Monday, May 4, 2020

Objective Truth

David Gordon has introduced a new weekly series at the Mises site, called Friday Philosophy.  Every week it is a real treat.  His recent post, entitled Murray Rothbard and Thomas Kuhn, contained interesting observations.  The post focusses on Rothbard’s look at Kuhn’s book, The Structure of Scientific Revolutions (1962):

Though people differ about what Kuhn meant, many take him to deny that science gives access to the real world.
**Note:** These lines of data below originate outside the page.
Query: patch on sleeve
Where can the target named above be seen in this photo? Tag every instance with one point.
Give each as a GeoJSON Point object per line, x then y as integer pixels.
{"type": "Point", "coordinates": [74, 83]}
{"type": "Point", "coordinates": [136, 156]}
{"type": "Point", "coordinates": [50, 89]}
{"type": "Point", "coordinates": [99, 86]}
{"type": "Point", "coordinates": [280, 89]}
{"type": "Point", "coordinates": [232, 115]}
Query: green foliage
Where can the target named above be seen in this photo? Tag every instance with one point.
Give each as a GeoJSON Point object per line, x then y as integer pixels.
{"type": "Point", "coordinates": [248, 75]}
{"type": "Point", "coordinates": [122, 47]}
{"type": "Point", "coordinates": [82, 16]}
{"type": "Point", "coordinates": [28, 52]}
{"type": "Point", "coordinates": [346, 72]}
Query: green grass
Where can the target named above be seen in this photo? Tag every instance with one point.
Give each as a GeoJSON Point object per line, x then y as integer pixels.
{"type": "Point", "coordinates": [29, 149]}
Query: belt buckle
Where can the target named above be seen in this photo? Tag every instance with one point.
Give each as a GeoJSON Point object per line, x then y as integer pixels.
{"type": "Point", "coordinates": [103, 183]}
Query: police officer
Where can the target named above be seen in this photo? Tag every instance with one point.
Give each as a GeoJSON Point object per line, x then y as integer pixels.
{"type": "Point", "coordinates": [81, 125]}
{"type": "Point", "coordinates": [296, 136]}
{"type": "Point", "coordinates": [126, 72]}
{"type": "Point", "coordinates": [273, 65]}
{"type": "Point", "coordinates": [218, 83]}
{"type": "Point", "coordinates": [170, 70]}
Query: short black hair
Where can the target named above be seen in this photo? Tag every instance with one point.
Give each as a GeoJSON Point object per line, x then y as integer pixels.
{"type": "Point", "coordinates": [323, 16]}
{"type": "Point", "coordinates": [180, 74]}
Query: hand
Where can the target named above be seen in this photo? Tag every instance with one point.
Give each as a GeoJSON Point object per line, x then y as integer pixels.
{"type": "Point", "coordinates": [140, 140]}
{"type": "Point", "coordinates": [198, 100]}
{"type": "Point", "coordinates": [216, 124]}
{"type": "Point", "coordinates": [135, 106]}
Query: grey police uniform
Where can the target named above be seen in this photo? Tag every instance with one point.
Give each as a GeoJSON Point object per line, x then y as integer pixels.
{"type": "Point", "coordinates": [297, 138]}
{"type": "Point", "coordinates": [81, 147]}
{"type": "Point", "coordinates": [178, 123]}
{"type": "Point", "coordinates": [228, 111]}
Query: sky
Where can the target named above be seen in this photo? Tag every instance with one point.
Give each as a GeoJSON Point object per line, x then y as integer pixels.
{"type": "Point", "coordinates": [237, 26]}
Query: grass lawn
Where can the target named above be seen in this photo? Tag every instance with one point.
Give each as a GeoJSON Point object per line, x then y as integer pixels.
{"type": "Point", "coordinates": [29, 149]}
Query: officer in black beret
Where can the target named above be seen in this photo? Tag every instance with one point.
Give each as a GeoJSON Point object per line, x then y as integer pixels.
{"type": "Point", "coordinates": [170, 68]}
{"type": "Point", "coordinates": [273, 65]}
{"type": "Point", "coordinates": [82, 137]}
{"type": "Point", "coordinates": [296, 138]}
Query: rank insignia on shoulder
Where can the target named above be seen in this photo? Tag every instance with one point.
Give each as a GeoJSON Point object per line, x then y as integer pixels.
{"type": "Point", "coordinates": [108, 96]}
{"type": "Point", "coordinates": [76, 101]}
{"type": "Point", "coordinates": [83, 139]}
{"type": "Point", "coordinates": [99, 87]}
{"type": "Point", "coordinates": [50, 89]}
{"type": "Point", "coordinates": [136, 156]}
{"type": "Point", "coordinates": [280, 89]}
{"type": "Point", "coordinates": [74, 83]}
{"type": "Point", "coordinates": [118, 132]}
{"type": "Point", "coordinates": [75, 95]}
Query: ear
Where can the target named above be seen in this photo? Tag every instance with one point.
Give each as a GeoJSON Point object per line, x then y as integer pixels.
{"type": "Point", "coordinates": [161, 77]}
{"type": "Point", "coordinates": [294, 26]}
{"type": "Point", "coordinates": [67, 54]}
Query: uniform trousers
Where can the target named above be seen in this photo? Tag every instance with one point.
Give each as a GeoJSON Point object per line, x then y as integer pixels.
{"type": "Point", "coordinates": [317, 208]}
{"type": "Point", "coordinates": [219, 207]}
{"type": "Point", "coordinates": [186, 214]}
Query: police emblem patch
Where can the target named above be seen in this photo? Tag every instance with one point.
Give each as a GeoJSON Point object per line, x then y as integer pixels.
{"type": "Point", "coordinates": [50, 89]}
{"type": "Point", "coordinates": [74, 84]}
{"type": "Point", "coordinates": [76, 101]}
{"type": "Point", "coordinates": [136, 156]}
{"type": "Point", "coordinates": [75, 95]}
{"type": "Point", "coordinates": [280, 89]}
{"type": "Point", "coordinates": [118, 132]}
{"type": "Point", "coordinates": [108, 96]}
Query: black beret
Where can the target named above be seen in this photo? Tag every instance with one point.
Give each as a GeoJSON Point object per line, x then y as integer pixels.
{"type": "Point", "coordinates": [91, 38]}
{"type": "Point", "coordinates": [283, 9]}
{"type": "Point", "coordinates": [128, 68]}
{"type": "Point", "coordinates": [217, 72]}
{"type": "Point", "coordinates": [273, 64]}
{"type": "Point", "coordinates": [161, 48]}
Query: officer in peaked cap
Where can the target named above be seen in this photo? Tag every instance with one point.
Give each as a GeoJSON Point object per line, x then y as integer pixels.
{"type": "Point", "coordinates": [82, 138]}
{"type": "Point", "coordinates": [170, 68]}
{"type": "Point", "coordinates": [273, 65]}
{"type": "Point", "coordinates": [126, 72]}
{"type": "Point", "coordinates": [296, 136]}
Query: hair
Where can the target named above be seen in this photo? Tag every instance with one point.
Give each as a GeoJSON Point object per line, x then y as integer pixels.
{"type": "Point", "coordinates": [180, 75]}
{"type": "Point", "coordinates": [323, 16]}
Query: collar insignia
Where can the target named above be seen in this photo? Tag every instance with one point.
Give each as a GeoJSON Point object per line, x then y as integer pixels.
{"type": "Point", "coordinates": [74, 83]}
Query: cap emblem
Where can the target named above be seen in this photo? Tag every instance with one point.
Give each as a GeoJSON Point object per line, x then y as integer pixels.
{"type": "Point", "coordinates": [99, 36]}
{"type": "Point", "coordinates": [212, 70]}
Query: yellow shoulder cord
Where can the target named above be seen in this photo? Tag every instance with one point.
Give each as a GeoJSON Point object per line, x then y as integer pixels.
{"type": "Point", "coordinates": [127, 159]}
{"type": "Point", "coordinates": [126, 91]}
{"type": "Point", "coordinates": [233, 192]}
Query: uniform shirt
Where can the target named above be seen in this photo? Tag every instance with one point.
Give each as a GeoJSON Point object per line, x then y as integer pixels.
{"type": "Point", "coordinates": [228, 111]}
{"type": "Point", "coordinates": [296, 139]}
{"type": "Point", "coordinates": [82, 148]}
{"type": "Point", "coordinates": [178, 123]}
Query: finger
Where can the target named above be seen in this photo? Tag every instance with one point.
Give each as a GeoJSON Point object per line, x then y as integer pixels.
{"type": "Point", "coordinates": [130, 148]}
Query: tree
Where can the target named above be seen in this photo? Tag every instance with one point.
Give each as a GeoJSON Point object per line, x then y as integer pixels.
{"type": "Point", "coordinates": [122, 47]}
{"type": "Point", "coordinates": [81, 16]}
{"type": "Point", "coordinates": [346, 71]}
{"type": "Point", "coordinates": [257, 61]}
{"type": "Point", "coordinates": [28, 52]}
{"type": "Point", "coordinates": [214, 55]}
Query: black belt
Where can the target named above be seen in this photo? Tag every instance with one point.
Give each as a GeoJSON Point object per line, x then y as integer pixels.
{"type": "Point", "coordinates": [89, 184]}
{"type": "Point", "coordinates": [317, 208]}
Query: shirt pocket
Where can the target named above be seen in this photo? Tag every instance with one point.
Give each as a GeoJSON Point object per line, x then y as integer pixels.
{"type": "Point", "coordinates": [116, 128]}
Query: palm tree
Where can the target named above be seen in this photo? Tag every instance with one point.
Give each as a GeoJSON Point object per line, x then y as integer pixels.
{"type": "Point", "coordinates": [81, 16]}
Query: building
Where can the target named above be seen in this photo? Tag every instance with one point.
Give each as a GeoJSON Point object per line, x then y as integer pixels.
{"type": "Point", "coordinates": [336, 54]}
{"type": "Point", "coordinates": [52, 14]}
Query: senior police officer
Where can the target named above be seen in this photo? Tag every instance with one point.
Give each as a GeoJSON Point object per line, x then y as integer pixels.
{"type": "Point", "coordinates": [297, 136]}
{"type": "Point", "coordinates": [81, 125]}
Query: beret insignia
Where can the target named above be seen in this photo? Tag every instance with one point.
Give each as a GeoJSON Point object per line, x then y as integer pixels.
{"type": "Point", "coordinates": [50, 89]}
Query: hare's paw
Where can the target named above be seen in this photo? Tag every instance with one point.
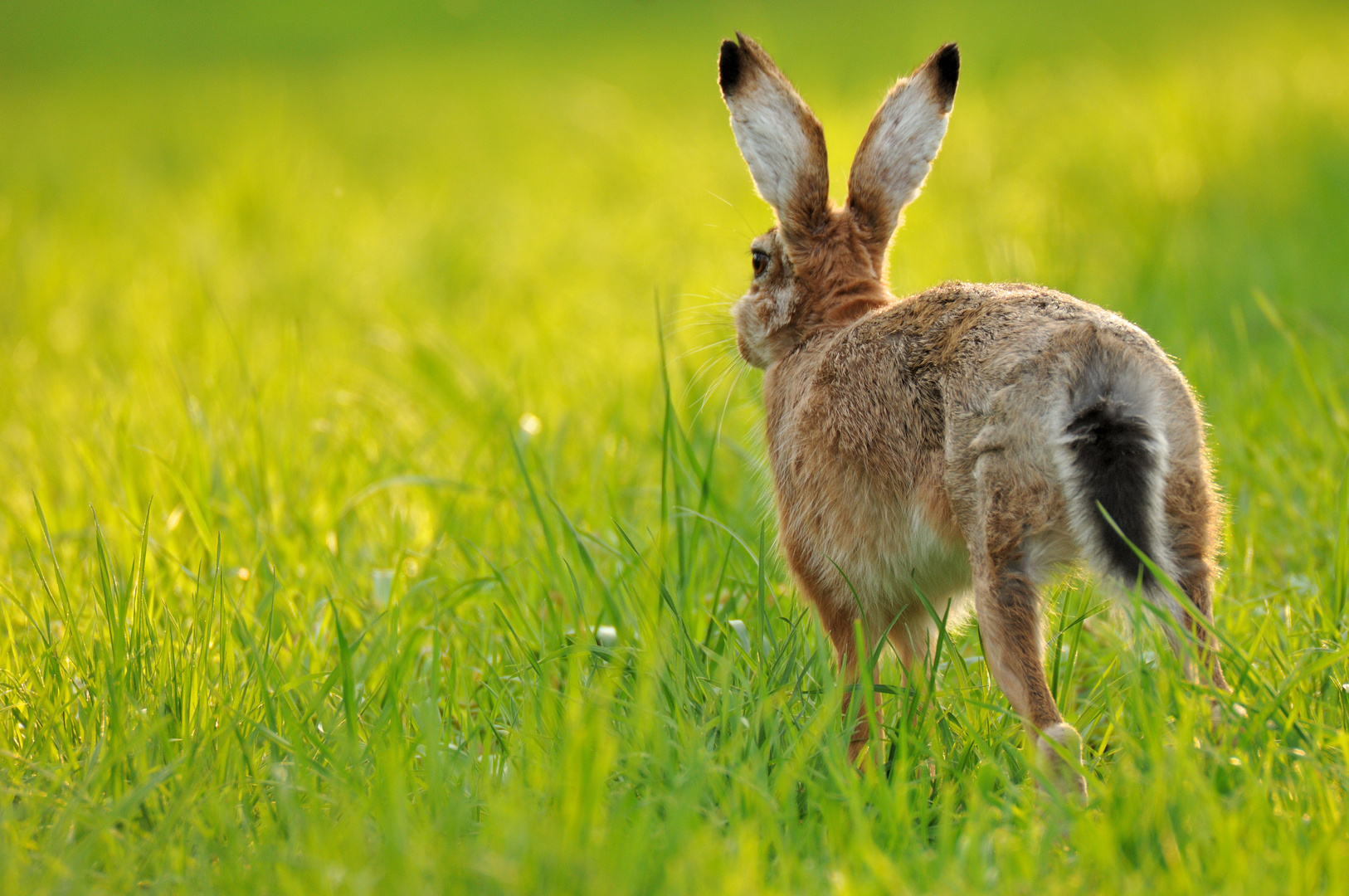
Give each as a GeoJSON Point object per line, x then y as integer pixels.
{"type": "Point", "coordinates": [1059, 753]}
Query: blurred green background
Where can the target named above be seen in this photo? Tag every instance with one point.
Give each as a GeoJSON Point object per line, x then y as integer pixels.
{"type": "Point", "coordinates": [344, 292]}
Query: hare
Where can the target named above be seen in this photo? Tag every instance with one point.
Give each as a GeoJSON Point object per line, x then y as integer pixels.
{"type": "Point", "coordinates": [958, 444]}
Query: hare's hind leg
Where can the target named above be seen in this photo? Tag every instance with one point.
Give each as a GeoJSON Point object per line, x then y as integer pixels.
{"type": "Point", "coordinates": [1191, 521]}
{"type": "Point", "coordinates": [1015, 510]}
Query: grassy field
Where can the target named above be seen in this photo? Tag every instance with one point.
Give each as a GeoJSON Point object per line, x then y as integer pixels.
{"type": "Point", "coordinates": [359, 363]}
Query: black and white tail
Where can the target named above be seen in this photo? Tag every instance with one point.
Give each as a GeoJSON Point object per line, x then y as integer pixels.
{"type": "Point", "coordinates": [1118, 460]}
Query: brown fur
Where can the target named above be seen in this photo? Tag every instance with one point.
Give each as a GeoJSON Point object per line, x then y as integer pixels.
{"type": "Point", "coordinates": [922, 444]}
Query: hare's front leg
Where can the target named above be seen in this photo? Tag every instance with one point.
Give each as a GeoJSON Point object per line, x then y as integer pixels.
{"type": "Point", "coordinates": [1012, 512]}
{"type": "Point", "coordinates": [840, 625]}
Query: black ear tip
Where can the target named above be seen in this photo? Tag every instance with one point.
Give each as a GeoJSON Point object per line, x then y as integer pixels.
{"type": "Point", "coordinates": [947, 64]}
{"type": "Point", "coordinates": [730, 68]}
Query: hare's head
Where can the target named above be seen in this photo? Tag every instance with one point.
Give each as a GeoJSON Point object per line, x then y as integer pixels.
{"type": "Point", "coordinates": [822, 265]}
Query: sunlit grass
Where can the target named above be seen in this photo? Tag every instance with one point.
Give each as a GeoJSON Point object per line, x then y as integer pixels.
{"type": "Point", "coordinates": [385, 508]}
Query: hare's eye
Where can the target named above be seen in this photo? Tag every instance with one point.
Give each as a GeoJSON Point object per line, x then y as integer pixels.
{"type": "Point", "coordinates": [760, 258]}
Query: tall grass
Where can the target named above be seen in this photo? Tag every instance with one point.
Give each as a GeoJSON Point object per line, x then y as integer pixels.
{"type": "Point", "coordinates": [385, 509]}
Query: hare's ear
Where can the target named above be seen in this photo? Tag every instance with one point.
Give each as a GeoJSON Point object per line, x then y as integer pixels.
{"type": "Point", "coordinates": [779, 137]}
{"type": "Point", "coordinates": [898, 151]}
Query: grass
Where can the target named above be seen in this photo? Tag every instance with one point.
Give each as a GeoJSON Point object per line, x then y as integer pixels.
{"type": "Point", "coordinates": [359, 373]}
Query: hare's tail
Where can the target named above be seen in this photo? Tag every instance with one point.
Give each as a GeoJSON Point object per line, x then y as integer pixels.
{"type": "Point", "coordinates": [1116, 460]}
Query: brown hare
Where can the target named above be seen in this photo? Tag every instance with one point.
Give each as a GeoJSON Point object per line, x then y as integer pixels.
{"type": "Point", "coordinates": [959, 443]}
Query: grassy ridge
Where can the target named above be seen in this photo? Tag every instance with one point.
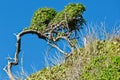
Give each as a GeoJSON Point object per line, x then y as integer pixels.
{"type": "Point", "coordinates": [97, 60]}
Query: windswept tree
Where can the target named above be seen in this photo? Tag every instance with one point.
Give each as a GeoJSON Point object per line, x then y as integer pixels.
{"type": "Point", "coordinates": [52, 26]}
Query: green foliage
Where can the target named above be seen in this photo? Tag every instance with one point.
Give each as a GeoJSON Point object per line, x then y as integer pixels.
{"type": "Point", "coordinates": [41, 18]}
{"type": "Point", "coordinates": [44, 17]}
{"type": "Point", "coordinates": [101, 63]}
{"type": "Point", "coordinates": [73, 14]}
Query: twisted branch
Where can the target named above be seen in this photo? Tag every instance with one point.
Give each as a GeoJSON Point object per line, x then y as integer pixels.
{"type": "Point", "coordinates": [18, 49]}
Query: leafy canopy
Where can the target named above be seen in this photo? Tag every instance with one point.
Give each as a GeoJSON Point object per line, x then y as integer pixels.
{"type": "Point", "coordinates": [45, 17]}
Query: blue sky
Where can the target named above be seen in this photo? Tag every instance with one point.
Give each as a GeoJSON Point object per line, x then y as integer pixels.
{"type": "Point", "coordinates": [17, 14]}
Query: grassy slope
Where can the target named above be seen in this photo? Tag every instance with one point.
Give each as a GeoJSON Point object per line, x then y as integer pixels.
{"type": "Point", "coordinates": [98, 60]}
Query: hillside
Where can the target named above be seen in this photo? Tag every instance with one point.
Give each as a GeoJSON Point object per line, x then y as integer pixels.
{"type": "Point", "coordinates": [98, 60]}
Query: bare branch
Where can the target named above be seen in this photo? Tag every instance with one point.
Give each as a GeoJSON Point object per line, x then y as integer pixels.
{"type": "Point", "coordinates": [8, 67]}
{"type": "Point", "coordinates": [55, 46]}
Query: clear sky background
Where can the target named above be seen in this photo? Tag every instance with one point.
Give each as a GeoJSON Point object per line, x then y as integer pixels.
{"type": "Point", "coordinates": [17, 14]}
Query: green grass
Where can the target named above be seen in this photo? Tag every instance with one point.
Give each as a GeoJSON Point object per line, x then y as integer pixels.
{"type": "Point", "coordinates": [98, 60]}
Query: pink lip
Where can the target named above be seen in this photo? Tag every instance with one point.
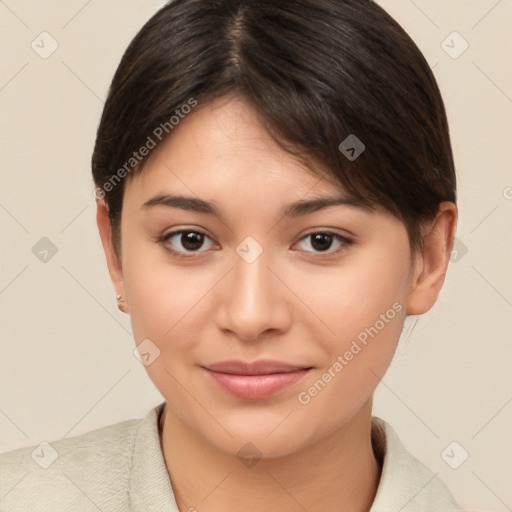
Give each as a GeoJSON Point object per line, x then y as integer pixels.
{"type": "Point", "coordinates": [257, 380]}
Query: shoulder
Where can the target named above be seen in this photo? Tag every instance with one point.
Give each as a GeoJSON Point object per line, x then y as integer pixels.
{"type": "Point", "coordinates": [406, 483]}
{"type": "Point", "coordinates": [70, 474]}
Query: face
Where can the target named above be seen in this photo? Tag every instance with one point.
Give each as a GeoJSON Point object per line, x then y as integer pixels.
{"type": "Point", "coordinates": [314, 297]}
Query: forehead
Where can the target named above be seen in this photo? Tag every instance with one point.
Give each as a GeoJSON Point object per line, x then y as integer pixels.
{"type": "Point", "coordinates": [221, 147]}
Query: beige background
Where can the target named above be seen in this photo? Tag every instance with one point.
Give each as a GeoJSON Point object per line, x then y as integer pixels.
{"type": "Point", "coordinates": [66, 362]}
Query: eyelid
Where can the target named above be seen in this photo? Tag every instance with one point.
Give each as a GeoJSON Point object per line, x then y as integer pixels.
{"type": "Point", "coordinates": [345, 241]}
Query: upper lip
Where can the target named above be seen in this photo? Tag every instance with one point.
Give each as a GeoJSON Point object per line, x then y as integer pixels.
{"type": "Point", "coordinates": [262, 367]}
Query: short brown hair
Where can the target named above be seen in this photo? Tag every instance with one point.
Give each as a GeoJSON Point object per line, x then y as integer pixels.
{"type": "Point", "coordinates": [316, 71]}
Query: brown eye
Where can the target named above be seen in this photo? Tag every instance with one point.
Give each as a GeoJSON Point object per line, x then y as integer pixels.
{"type": "Point", "coordinates": [321, 242]}
{"type": "Point", "coordinates": [185, 241]}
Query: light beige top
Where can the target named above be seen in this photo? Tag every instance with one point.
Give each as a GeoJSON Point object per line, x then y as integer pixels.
{"type": "Point", "coordinates": [121, 468]}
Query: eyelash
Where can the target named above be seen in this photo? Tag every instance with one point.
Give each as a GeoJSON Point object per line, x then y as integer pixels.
{"type": "Point", "coordinates": [183, 255]}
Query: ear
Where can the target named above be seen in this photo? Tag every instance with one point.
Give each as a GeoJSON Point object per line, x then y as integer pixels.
{"type": "Point", "coordinates": [431, 262]}
{"type": "Point", "coordinates": [113, 261]}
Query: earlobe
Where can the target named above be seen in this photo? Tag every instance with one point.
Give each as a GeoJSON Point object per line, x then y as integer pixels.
{"type": "Point", "coordinates": [113, 261]}
{"type": "Point", "coordinates": [432, 261]}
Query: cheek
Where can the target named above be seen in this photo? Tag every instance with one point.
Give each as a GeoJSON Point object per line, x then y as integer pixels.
{"type": "Point", "coordinates": [164, 298]}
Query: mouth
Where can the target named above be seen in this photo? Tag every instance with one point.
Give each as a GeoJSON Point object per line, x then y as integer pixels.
{"type": "Point", "coordinates": [255, 380]}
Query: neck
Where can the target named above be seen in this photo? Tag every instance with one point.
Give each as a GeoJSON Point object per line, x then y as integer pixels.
{"type": "Point", "coordinates": [340, 472]}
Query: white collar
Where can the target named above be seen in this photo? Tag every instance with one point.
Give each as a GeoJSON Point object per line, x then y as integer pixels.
{"type": "Point", "coordinates": [406, 485]}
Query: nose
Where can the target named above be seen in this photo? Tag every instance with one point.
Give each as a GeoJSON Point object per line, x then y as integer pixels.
{"type": "Point", "coordinates": [253, 302]}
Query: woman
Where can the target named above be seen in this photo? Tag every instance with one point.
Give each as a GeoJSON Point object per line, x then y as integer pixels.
{"type": "Point", "coordinates": [275, 194]}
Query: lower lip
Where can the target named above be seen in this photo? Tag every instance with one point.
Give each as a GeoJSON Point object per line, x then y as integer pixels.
{"type": "Point", "coordinates": [256, 387]}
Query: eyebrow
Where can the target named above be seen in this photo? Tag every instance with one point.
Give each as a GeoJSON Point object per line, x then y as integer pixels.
{"type": "Point", "coordinates": [295, 209]}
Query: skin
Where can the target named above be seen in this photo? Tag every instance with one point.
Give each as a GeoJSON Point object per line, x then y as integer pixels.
{"type": "Point", "coordinates": [295, 303]}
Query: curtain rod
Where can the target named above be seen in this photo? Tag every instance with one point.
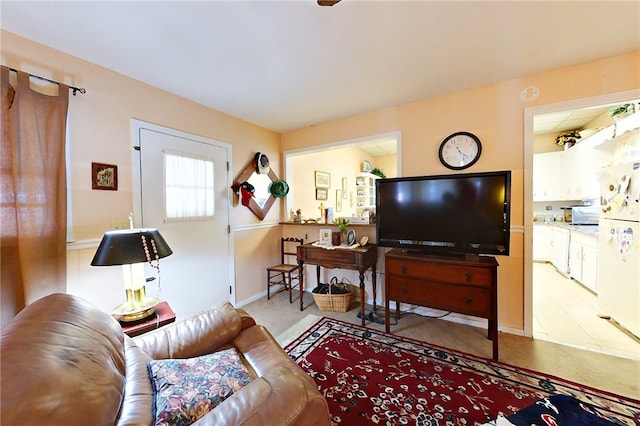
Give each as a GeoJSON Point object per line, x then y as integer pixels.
{"type": "Point", "coordinates": [73, 88]}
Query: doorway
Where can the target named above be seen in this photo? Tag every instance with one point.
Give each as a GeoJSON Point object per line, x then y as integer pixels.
{"type": "Point", "coordinates": [182, 189]}
{"type": "Point", "coordinates": [538, 274]}
{"type": "Point", "coordinates": [341, 161]}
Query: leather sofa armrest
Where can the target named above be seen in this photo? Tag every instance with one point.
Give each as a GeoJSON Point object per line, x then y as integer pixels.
{"type": "Point", "coordinates": [277, 398]}
{"type": "Point", "coordinates": [195, 336]}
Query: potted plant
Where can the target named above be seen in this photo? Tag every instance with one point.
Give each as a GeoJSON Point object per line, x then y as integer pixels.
{"type": "Point", "coordinates": [342, 224]}
{"type": "Point", "coordinates": [378, 172]}
{"type": "Point", "coordinates": [621, 111]}
{"type": "Point", "coordinates": [567, 139]}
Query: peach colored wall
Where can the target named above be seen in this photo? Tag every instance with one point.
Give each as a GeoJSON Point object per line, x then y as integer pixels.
{"type": "Point", "coordinates": [99, 130]}
{"type": "Point", "coordinates": [387, 163]}
{"type": "Point", "coordinates": [495, 114]}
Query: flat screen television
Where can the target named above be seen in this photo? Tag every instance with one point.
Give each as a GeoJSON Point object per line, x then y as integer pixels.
{"type": "Point", "coordinates": [451, 215]}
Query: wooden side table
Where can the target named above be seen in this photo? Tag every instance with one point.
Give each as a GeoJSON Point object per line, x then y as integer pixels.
{"type": "Point", "coordinates": [164, 315]}
{"type": "Point", "coordinates": [359, 259]}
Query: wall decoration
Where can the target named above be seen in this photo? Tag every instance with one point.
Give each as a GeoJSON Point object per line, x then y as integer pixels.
{"type": "Point", "coordinates": [104, 176]}
{"type": "Point", "coordinates": [261, 183]}
{"type": "Point", "coordinates": [322, 194]}
{"type": "Point", "coordinates": [323, 179]}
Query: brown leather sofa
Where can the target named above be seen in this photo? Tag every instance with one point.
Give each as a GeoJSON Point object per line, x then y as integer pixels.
{"type": "Point", "coordinates": [65, 362]}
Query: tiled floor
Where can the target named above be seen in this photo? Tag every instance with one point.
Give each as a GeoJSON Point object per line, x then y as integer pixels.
{"type": "Point", "coordinates": [567, 313]}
Truth is relative to a “paradigm,” another much disputed word.

Gordon would comment that while Rothbard rejects Kuhn’s philosophy, he accepts much of what Kuhn says about the history of science.  So, what does Kuhn say?  Citing Rothbard:

The continual progress, onward-and-upward approach was demolished for me, and should have been for everyone, by Thomas Kuhn’s famed Structure of Scientific Revolutions. …Kuhn demolished what I like to call the “Whig theory of the history of science”.

By “Whig theory,” Rothbard means the idea that “science marches onward and upward, each year, decade or generation learning more and possessing ever more correct scientific theories.”  Kuhn has taken this notion to task.  Rothbard notes that Kuhn’s idea is perfectly applicable to the Whig theory of history, that things are supposedly always getting better.

At any point in time, we are closer to whatever is right, or true, than at any point in the past.  The liberal west certainly embraced this notion with the Enlightenment, and the deplorables are regularly told to get on the right side of history any time we question one iota of the progressivist agenda.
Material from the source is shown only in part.